I hope I'm using the right terminology below.

I have access to the moments statistics of a large sample. That is, I have $\sum(x)$, $\sum(x^2)$, ..., $\sum(x^k)$. I also have access to max and min, and I can probably access some other information (e.g., the log-moments).

I want to estimate the Information entropy that is usually computed as

$h[f] = \operatorname{E}[-\ln (f(x))] = -\int_\mathbb X f(x) \ln (f(x))\, dx$

Is this possible? What could be the pseudocode for that operation?

Edit: One thing that I overlooked is the difference between the continuous case and the discrete case. In the discrete case the Entropy is computed

$H(X) = \sum_{i=1}^n {\mathrm{P}(x_i)\,\mathrm{I}(x_i)} = -\sum_{i=1}^n {\mathrm{P}(x_i) \log_b \mathrm{P}(x_i)}$

Example: Assuming my variable is accounting for the number of people with height $y$. This is a discrete case, where I can have for example $x=153cm$ and $f(x)=24$, and $f(x)=0$ for $x=0cm$.

This case should be different.

Answer 1

1. If the distribution is of compact support, the moments, equivalent to the Fourier series expansion, uniquely determines the distribution. The uniqueness is even more directly shown by the Stone-Weierstrass theorem.
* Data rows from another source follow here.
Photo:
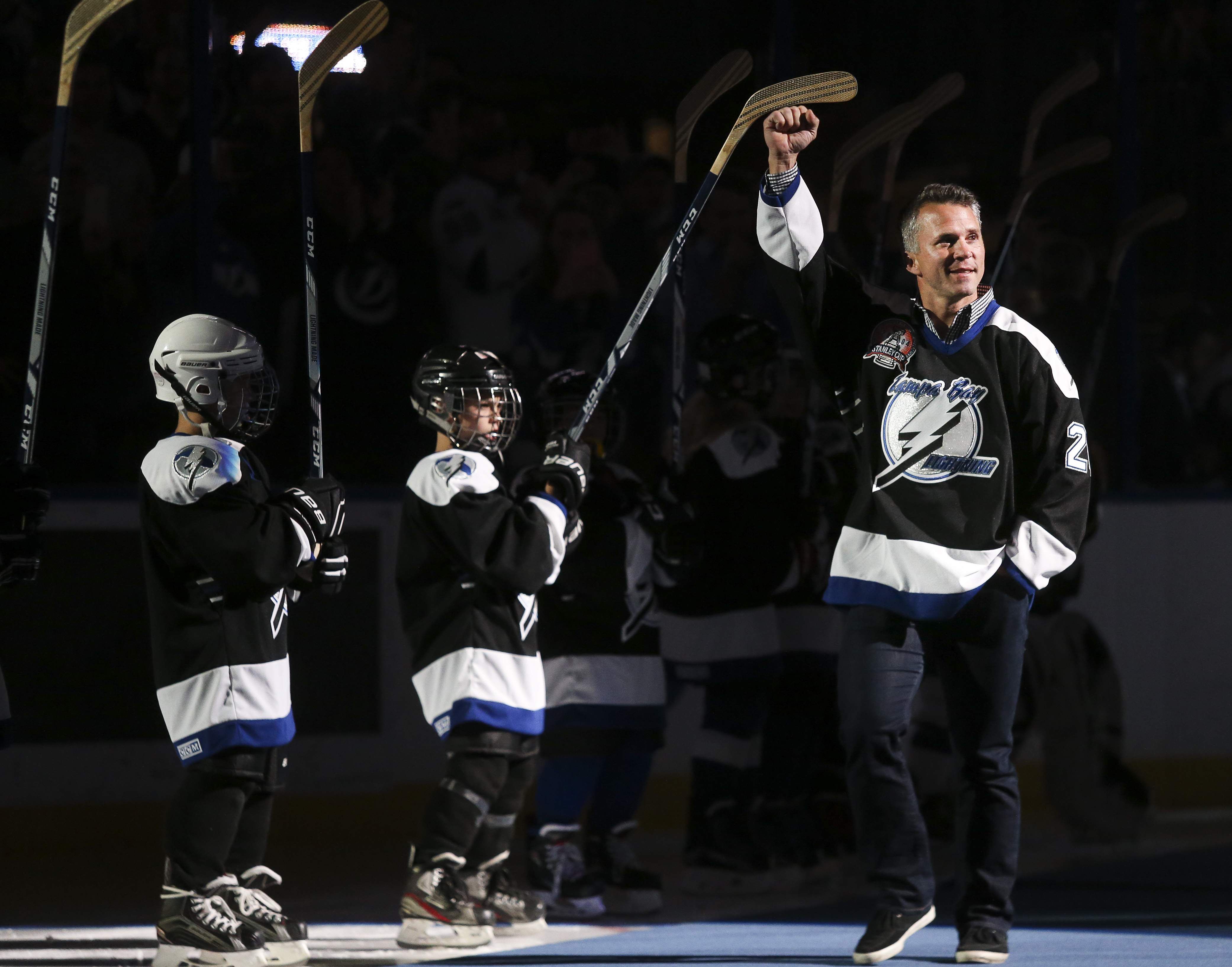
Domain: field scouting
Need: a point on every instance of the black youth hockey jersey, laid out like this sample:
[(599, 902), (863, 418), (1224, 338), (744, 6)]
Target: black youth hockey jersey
[(470, 563), (971, 452), (598, 623), (218, 560)]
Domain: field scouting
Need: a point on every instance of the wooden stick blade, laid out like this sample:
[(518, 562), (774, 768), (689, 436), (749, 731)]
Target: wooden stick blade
[(86, 19), (1152, 215), (716, 82), (833, 87), (1066, 87), (363, 24)]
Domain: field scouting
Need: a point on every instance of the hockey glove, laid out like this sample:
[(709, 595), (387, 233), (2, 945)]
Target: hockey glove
[(328, 572), (24, 503), (566, 467), (318, 505)]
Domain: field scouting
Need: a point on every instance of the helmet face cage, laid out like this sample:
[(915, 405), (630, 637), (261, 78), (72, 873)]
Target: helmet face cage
[(458, 406), (257, 407)]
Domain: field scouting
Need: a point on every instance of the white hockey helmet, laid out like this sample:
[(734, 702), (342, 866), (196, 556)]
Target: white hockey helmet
[(206, 365)]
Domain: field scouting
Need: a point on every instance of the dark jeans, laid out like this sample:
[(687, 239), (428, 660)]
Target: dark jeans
[(979, 655)]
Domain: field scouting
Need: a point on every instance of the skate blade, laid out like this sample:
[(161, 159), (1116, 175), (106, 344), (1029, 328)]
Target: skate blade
[(625, 902), (524, 927), (711, 883), (578, 908), (173, 955), (417, 933), (286, 953)]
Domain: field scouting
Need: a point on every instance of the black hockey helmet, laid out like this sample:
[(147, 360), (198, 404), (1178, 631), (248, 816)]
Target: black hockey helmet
[(452, 387), (737, 359), (561, 396)]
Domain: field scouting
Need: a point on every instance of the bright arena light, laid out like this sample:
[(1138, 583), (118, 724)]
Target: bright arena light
[(299, 41)]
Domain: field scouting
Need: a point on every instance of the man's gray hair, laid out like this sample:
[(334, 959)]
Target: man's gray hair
[(935, 195)]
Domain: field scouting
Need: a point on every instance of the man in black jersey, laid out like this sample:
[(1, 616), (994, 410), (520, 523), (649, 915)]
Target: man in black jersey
[(223, 560), (971, 494)]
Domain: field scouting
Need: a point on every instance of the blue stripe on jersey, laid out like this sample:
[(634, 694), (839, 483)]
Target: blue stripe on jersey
[(262, 733), (851, 592), (948, 349), (605, 716), (779, 201), (509, 717)]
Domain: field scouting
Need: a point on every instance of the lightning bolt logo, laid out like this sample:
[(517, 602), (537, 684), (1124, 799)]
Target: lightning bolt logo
[(922, 435)]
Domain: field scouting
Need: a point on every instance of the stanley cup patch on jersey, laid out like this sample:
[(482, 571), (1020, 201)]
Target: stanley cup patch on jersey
[(894, 346), (931, 433)]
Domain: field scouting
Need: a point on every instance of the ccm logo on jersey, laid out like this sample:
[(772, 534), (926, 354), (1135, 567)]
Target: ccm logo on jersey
[(931, 433), (894, 346)]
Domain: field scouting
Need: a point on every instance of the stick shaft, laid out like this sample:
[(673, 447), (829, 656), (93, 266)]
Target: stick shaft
[(644, 306), (313, 322), (44, 290)]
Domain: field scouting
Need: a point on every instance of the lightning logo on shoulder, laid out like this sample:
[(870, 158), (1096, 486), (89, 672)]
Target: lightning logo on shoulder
[(931, 433)]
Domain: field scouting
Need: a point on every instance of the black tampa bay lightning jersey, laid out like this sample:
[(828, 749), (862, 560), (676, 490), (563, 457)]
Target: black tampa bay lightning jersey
[(972, 452), (470, 562), (218, 560)]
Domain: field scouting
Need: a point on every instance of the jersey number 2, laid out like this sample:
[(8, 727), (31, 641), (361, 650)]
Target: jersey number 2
[(1078, 457)]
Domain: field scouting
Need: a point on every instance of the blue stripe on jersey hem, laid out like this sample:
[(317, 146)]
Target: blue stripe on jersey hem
[(605, 716), (262, 733), (1013, 571), (849, 592), (546, 496), (509, 717), (779, 201), (949, 349)]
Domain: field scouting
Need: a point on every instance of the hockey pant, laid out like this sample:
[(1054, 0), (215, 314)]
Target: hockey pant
[(610, 780), (471, 814), (220, 818), (727, 753)]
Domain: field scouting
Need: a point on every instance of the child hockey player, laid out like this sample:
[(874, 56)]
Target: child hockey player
[(605, 688), (717, 624), (471, 558), (222, 556)]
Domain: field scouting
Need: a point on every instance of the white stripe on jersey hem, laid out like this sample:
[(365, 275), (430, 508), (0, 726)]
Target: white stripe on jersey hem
[(1014, 323), (915, 567), (1038, 554), (556, 524), (438, 477), (480, 673), (228, 694), (750, 632), (605, 680), (719, 747), (791, 234)]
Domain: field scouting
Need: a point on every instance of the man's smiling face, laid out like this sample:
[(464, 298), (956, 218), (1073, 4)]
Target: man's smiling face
[(950, 252)]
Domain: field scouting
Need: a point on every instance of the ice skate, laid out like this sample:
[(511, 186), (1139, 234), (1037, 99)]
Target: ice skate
[(631, 889), (437, 911), (286, 940), (196, 929), (492, 886), (558, 875), (725, 860)]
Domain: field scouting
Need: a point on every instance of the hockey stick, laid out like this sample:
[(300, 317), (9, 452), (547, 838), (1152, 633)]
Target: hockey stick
[(86, 19), (716, 82), (913, 115), (1061, 89), (1160, 212), (827, 88), (363, 24), (1076, 155)]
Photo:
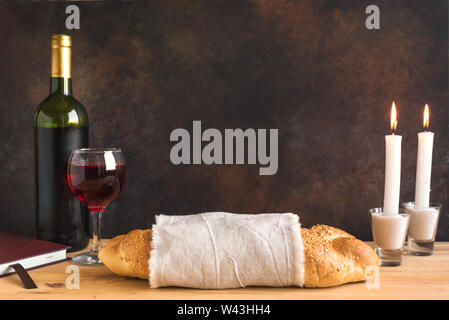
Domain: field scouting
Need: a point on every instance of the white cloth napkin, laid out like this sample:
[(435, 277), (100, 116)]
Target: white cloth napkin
[(218, 250)]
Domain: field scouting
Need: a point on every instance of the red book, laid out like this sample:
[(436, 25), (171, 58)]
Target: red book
[(29, 252)]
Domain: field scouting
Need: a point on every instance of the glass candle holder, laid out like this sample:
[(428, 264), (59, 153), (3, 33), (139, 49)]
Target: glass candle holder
[(389, 232), (423, 228)]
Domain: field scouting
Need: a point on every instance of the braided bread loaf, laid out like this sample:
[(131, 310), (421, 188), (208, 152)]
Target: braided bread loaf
[(332, 256)]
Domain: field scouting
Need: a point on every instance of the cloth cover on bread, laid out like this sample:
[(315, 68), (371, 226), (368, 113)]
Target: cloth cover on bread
[(220, 250)]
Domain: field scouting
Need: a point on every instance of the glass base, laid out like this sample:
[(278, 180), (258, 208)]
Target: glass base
[(420, 248), (87, 259), (389, 258)]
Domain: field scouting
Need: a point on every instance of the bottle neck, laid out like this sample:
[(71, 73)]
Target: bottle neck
[(61, 86)]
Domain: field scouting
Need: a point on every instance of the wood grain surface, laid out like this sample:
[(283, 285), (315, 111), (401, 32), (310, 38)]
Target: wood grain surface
[(417, 278)]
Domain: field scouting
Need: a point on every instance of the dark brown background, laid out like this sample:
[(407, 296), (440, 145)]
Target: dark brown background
[(309, 68)]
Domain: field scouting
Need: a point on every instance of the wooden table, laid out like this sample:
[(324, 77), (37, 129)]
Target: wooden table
[(417, 278)]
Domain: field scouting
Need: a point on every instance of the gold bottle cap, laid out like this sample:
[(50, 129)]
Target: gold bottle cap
[(61, 54)]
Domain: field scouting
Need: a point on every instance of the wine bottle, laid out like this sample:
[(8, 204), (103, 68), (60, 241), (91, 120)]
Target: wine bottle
[(60, 125)]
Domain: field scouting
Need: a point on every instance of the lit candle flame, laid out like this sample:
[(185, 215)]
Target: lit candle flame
[(394, 118), (426, 118)]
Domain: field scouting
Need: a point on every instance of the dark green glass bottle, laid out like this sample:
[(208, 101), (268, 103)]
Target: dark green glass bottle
[(60, 125)]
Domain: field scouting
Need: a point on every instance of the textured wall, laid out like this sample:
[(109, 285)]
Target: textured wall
[(309, 68)]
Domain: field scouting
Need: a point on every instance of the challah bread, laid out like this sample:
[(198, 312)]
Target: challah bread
[(332, 256)]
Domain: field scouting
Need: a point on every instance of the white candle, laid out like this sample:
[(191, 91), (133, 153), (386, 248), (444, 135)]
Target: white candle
[(424, 164), (392, 168)]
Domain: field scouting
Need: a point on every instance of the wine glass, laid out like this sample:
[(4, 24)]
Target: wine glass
[(96, 177)]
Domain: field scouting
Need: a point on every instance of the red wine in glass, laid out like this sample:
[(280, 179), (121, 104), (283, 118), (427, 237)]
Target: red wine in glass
[(96, 177), (96, 186)]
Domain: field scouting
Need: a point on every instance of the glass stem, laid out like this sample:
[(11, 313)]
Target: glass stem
[(96, 231)]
As a matter of fact the Stone-Weierstrass theorem provides just the arbitrarily close approximation of the distribution. Without loss of generality, suppose the target distribution $p(x)$ is nonzero only on $[0,1]$. Let the approximating $n$'th order polynomial be $$P_n(x)=\sum_{i=0}^n c_ix^i.$$ Substituting this polynomial into the given $n+1$ moment integrals, with the help of the Beta functions, gives an $(n+1)\times (n+1)$ linear system of equation. Solving it gives $P_n$.

One can also use the Bernstein polynomial approximation $$B_n[p](x) = \sum_{i = 0}^n p\left( \frac{i}{n} \right) b_{i,n}(x)$$ and solve directly for the target function value at $p(\frac in), \,\forall i\in\{0,1,\cdots,n\}$.

Then the entropy is uniquely determined.

2. If the distribution is discrete, the moment equation is just the power sum. The distribution is also uniquely determined. Newton's identity gives the elementary symmetric polynomials of $\{x_i\}$ which in turn gives a polynomial. Solving the $n$'th order polynomial gives the distribution.